Why exactly is circumventing region locks a bad thing?
First off I didn't say it was bad, however from the media companies perspective I can see it as bad. From the audiences perspective it's good, at least in the short term.
why is the customer not allowed to use the global market too?
You are not a customer, you are a product that the network also sell to advertisers.
Most goods are not regionally licensed. It's bad for media companies, for now, because the region locks are there to protect revenues of the content creator. Current licencing is by region. That is a flawed model, but they are very tied into it. Many existing contracts between distributor and broadcaster, as well as some laws, are based around regional licencing.
There are real costs associated with creating content. Currently most of those costs are recovered by targeted advertising. By avoiding region locks, you're more likely to get irrelevant ads. That's wasted spend for the advertisers who will see their ratio of conversions fall. (A viewer who acts on an ad.) They will thereby reduce advertising by either negotiating a lower price per viewer, or buying less ad space. Under the current system, it takes time to line up shows with advertisers and audiences. In some cases expensive shows are broadcast to line up with other regions seasons. E.g. In summer shows do not do well as most people are outdoors. Shows produced in the northern hemisphere's winter are delayed 6 months to line up with the southern hemisphere's winter. This ensures a high number of viewers, which will likely lead to a higher conversion rate for advertisers. If the audience have already seen the content by avoiding region locks, there will be lower viewer numbers, advertisers will not spend as much, and the networks will look for less expensive content. The content producer sees less profit, and take fewer risks creating content.
In short, the media companies are tied up, and slow moving to keep pace with how fast content can now be delivered globally. The current distribution model is flawed as it was created in a world without the internet. It is written into laws and contracts that are hard to change. Circumventing the current model is bad for the media companies in the short term and bad for audiences in the long run as shows will have lower budgets (think reality tv). However it's great for the audiences in the short term as they get to see content whenever and wherever they like. Media companies need find a way for the audiences to enjoy the content delivered immediately to audiences who want it wherever they are, while maintaining their revenue and profits. This will require a large effort, with changes to regional laws, trade agreements, licencing contracts etc.

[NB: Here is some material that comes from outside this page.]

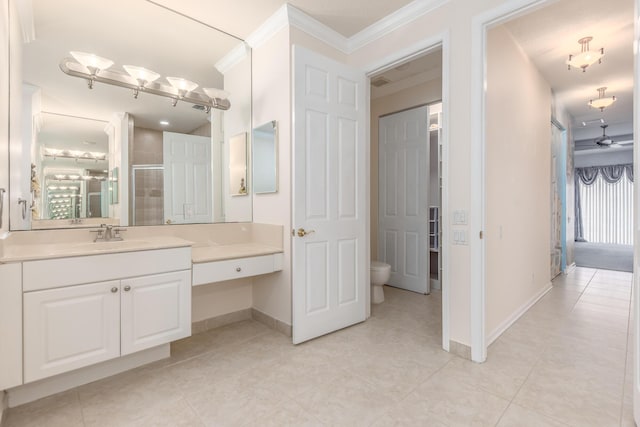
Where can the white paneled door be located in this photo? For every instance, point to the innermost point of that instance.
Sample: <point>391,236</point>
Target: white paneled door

In my opinion the best way to avoid all of this is for content producers to sell directly to their audiences. This is hard because good content producers have high costs, and high risk. For every great show you see on TV or great movie you see at the cinema, far more were produced and failed. That cost is also currently paid for by advertisers and out of the profits of successful shows. Things like kickstarter might start to allow for those risks to be taken, but even producing a pilot to start a kickstarter is expensive. Some of the profit from successful shows needs to go into all the failures that will occur before another success. This is why we see crappy how to videos on youtube and not high production value dramas. It's also why the current media companies are the only ones to produce that type of content.
Shows are produced by production companies. That product is sold to networks. The networks sell the show to advertisers. The network is the customer of a show and the advertiser is a customer of the network, not you the audience, you are not a customer, you are a product that the network also sell to advertisers. The real customers of shows, networks and advertisers do use the global market.